IAA Recommends Changes to FinCEN’s Proposed AML Rule for Investment Advisers
The Investment Adviser Association ("IAA") urged FinCEN to reconsider the scope of its proposal to include "investment adviser" in the definition of "financial institution" under the Bank Secrecy Act ("BSA"). The proposed rule would require advisers to implement AML/CFT programs and comply with recordkeeping requirements. (See related coverage.)
The IAA argued that the BSA "does not need to be extended to all investment advisers with respect to all of their activities in order to have a comprehensive AML regime in the United States." The IAA said that excluding certain clients and activities from the proposal would (i) strengthen SEC advisers’ AML programs by allowing them to use their finite resources to address higher-risk activities and (ii) avoid situations where imposing AML on SEC advisers would be duplicative of regulatory efforts where the costs and operational challenges of compliance will significantly outweigh the marginal benefits.

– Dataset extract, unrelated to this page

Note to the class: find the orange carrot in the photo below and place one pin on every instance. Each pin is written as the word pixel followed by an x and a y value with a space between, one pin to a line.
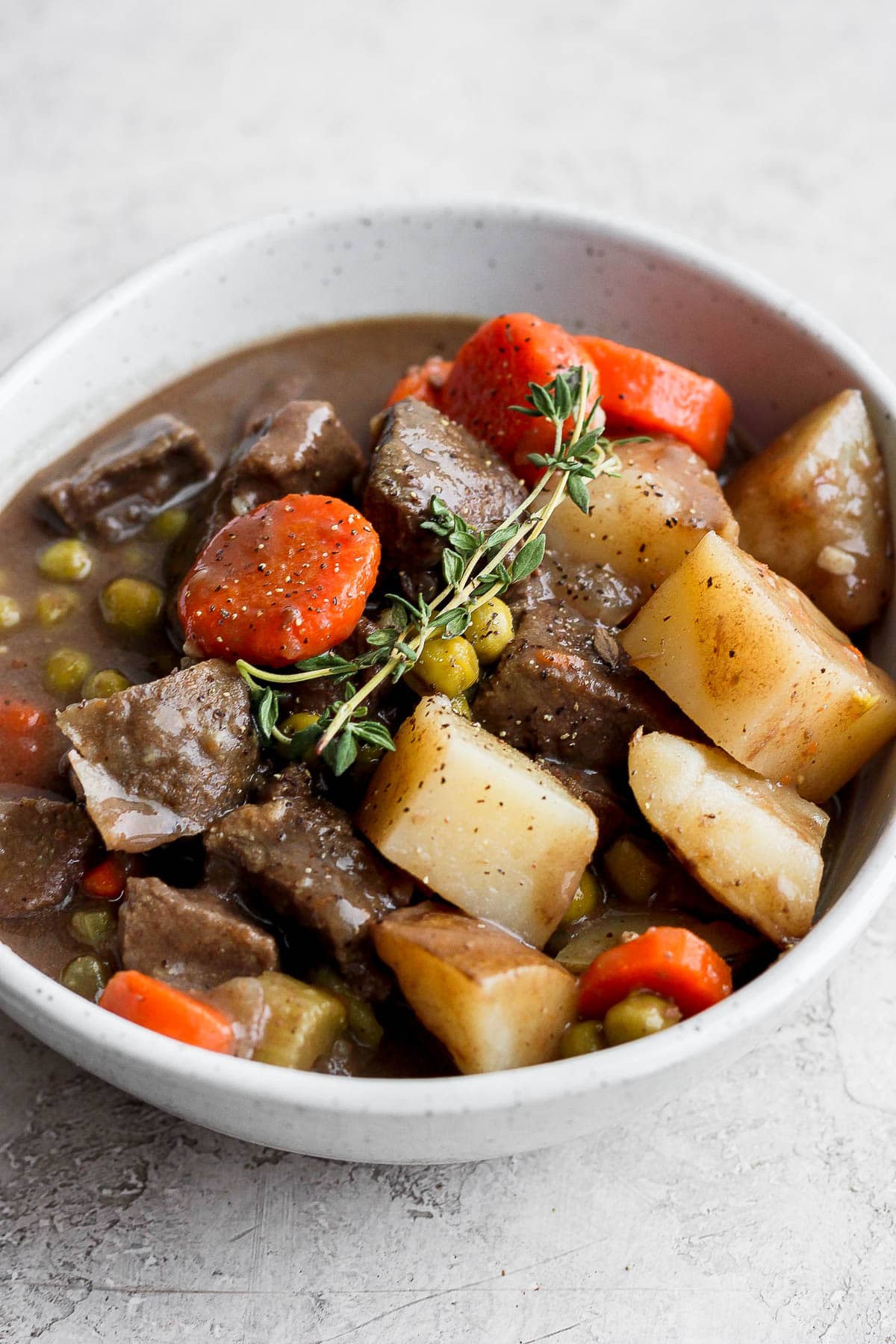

The IAA recommended that FinCEN consider the different types of SEC advisers and the diversity of their advisory activities and client bases. The IAA urged FinCEN to extend the BSA "only where doing so would fill a meaningful gap in our nation’s AML regime." Further, the IAA argued that (i) advisers are often only one of many financial institutions interfacing with clients, many of which are already required to perform initial and ongoing AML reviews of the client and (ii) advisers may have little or no direct contact with the ultimate client or may deal with clients whose operations pose little money laundering risk. According to the IAA, certain aspects of the proposal may not be necessary for SEC advisers, given that their services and/or client base do not pose AML risks that justify application of the "full array of AML program requirements contemplated by the proposal."
The IAA recommended that FinCEN:
- provide exclusions/exemptions from the AML program requirement for certain types of advisory business;
- ease the practical and operational burden on advisers in implementing AML programs;
- ease the practical and operational burden on SEC adviser affiliates of AML-Regulated entities;
- clarify SEC advisers’ Suspicious Activity Report (SAR) obligations;
- exempt SEC advisers from the recordkeeping and travel rules and special information sharing procedures;
- delegate examination authority to the SEC; and
- extend and stagger the implementation period in light of the interrelatedness of the proposal and other rulemakings, as well as reopen the comment period if interrelated rules are proposed before the proposal is finalized.
The IAA argued that FinCEN should review existing and future regulations that apply to financial institutions, and, where appropriate, consult with the investment adviser industry to ensure they are appropriate for SEC Advisers before applying them.
Commentary
FinCEN's proposal to include "investment adviser" in the definition of "financial institution" under the BSA has significant implications for registered investment advisers and exempt reporting advisers, among others. The proposed rule would certainly lead to increased operational costs and regulatory burdens, particularly for advisers whose activities and client bases do not present high AML risks. As the IAA noted, a collaborative effort between FinCEN, the SEC and industry stakeholders is important and can lead to a more effective solution that achieves the desired AML/CFT objectives without disproportionately impacting investment advisers.
The IAA highlights a core concern, also raised by Commissioner Peirce: there appears to be a lack of compelling evidence that warrants this expanded scope. Commissioner Peirce was blunt: "None of the justifications offered in support of this latest proposal is convincing or compelling." (See previous coverage.)